Fotoğraf © Serdar Yağcı
20 yıl önce okuduğum bir düşünce kitabının sayfalarını karıştırırken altını çizdiğim bazı satırları fark ettim. Geçen zamanın hayata bakış açımda neleri değiştirdiğini merak ederek okuduğum bu satırları sizinle paylaşmak istiyorum.
- Sizin başkalarına olan sevginiz sizin kendinizi bilmenizin sonucudur, nedeni değil.
- Yapılmaya değer tek yardım, yardıma muhtaçlıktan kurtuluşu sağlamaktır. Tekrarlanması gereken yardım asla yardım değildir. Siz bir başkasına yardımdan söz etmeyin, eğer onu bütün yardım gereksinimlerinin ötesine geçirebilmiş değilseniz.
- İçinde bulunduğuınuz zorluk hem gerçeği istemeniz hem de ondan korkmanızdır. Ondan korkuyorsunuz çünkü onu bilmiyorsunuz.
- Tezahür etmiş olan hiçbir şey, tezahür etmemiş olanı temsil edemez.
- Dünyaya sizin cahilliğe bir son vermenizden daha çok yardımı olabilecek başka bir şey yoktur.
- Dünya var değildir, yalnızca siz var olansınız.

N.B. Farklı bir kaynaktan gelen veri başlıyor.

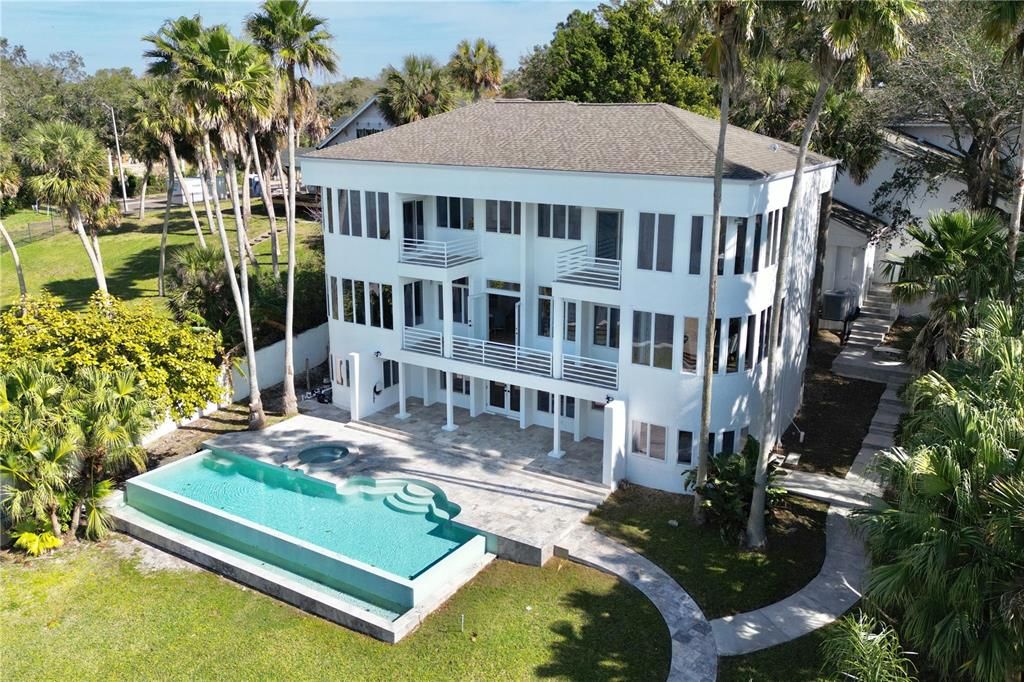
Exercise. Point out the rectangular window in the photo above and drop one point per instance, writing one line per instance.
(544, 311)
(690, 336)
(696, 244)
(606, 326)
(740, 263)
(648, 439)
(334, 297)
(355, 205)
(372, 214)
(749, 357)
(684, 451)
(732, 356)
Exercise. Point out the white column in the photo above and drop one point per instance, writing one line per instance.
(449, 403)
(402, 390)
(556, 429)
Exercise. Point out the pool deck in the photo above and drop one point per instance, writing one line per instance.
(502, 494)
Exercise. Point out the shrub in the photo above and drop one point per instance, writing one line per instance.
(176, 364)
(726, 493)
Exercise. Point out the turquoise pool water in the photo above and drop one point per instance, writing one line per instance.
(396, 529)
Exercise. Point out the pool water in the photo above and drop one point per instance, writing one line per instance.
(383, 530)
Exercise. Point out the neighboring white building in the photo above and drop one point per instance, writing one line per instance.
(512, 256)
(367, 120)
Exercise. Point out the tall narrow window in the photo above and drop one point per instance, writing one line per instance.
(740, 263)
(696, 244)
(690, 331)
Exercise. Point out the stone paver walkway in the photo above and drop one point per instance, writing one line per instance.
(694, 656)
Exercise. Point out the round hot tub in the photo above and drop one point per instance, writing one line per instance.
(323, 457)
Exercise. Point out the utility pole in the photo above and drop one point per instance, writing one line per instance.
(121, 168)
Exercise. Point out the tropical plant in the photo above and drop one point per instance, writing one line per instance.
(947, 544)
(298, 43)
(846, 32)
(945, 270)
(69, 169)
(10, 182)
(731, 25)
(864, 650)
(476, 67)
(420, 89)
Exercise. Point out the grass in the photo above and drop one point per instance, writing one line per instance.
(836, 413)
(94, 612)
(722, 578)
(131, 256)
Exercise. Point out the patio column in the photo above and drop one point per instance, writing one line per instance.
(402, 391)
(556, 428)
(557, 334)
(450, 402)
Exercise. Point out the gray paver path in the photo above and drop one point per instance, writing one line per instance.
(694, 656)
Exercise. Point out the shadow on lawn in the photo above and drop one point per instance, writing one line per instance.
(614, 642)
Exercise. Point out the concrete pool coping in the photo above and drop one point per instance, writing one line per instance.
(281, 584)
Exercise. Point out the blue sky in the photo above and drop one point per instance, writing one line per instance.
(369, 34)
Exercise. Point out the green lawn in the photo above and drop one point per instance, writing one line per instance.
(89, 612)
(131, 256)
(722, 578)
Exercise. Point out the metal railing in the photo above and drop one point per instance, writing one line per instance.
(590, 371)
(439, 254)
(502, 355)
(576, 265)
(422, 341)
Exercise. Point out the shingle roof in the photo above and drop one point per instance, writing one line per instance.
(647, 139)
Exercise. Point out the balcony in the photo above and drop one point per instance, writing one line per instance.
(577, 266)
(439, 254)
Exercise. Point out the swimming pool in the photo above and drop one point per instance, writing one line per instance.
(388, 542)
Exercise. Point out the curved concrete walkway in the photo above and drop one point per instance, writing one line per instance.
(694, 656)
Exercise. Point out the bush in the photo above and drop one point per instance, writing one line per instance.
(176, 364)
(726, 493)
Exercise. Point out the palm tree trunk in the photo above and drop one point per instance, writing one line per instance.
(257, 419)
(756, 521)
(264, 187)
(175, 167)
(291, 406)
(14, 257)
(710, 341)
(163, 235)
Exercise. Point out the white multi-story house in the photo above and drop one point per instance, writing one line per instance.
(536, 259)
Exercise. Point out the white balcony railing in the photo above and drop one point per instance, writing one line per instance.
(590, 371)
(439, 254)
(502, 355)
(576, 265)
(422, 341)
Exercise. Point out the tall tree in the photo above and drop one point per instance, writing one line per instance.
(847, 31)
(476, 67)
(69, 169)
(730, 24)
(299, 43)
(420, 89)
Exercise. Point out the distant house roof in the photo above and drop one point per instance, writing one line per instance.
(338, 126)
(857, 219)
(646, 139)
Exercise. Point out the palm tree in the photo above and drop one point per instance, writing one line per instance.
(1005, 25)
(298, 43)
(476, 68)
(70, 170)
(847, 31)
(10, 182)
(730, 24)
(422, 88)
(945, 269)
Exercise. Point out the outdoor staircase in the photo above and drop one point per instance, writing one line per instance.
(861, 357)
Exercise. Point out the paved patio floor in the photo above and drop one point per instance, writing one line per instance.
(501, 494)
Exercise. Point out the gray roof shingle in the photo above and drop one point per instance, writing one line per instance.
(646, 139)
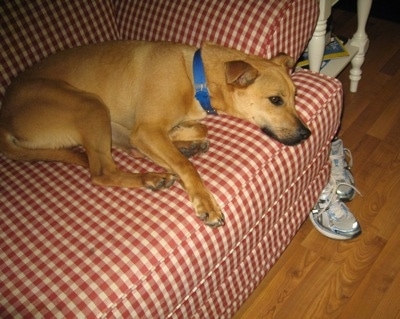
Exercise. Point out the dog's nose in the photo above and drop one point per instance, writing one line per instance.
(304, 133)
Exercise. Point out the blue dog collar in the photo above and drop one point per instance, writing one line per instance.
(200, 84)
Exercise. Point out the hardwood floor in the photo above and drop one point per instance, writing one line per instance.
(317, 277)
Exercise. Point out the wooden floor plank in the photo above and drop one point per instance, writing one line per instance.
(317, 277)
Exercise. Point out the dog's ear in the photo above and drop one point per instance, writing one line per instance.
(240, 73)
(284, 59)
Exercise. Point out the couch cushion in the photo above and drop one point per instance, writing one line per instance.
(71, 249)
(31, 30)
(263, 28)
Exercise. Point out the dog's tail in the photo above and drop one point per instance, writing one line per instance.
(10, 147)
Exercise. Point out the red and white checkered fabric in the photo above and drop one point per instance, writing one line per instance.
(69, 249)
(31, 30)
(72, 249)
(263, 28)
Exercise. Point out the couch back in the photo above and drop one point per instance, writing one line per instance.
(33, 29)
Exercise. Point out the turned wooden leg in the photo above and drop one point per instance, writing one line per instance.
(360, 40)
(316, 46)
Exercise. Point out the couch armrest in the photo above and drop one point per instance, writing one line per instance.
(264, 28)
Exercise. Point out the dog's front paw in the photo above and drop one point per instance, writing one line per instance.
(213, 220)
(157, 181)
(192, 148)
(209, 212)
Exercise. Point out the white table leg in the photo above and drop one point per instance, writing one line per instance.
(360, 40)
(316, 46)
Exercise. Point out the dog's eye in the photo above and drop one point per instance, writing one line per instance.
(276, 100)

Siz dünyayı hayalinizde bir rüya gibi yaratırsınız.
- Kendinize, hayat sahnesinde bir rol oynuyormuşsunuz gibi bakın. Gösteri muhteşem ya da acemice olabilir, fakat siz oyunun içinde değilsiniz, sadece seyrediyorsunuz.
- Bilmek zorunda olduğunuz geçmişte neyin olduğu ya da gelecekte neyin olacağı değil, neyin hep var olduğudur. Evreni yaratan sizin arzunuzdur. Dünyayı kendi eseriniz olarak görün ve özgür olun.

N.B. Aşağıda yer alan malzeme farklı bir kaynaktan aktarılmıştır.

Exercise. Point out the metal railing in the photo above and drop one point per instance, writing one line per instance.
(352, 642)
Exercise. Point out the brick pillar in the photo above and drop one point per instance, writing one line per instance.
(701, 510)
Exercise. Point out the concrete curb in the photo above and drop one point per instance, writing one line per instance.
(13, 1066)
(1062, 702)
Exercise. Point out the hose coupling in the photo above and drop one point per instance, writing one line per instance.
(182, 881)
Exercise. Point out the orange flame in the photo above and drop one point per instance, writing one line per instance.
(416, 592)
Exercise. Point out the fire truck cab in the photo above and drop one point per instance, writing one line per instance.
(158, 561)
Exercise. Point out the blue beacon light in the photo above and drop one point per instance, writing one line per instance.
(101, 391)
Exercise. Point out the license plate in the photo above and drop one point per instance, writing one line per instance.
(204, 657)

- Günahın anası olan cehalet eriyip gidince, kader, tekrar günah işleme zorlanışı da son bulur.
- Kaderin filmi içinden geçerek perdede görüntüler oluşturan sizin ışığınızdır. Siz seyircisiniz, ışıksınız, görüntüsünüz ve perdesiniz. Kader filmi bile kendi seçtiğiniz ve yüklendiğinizdir.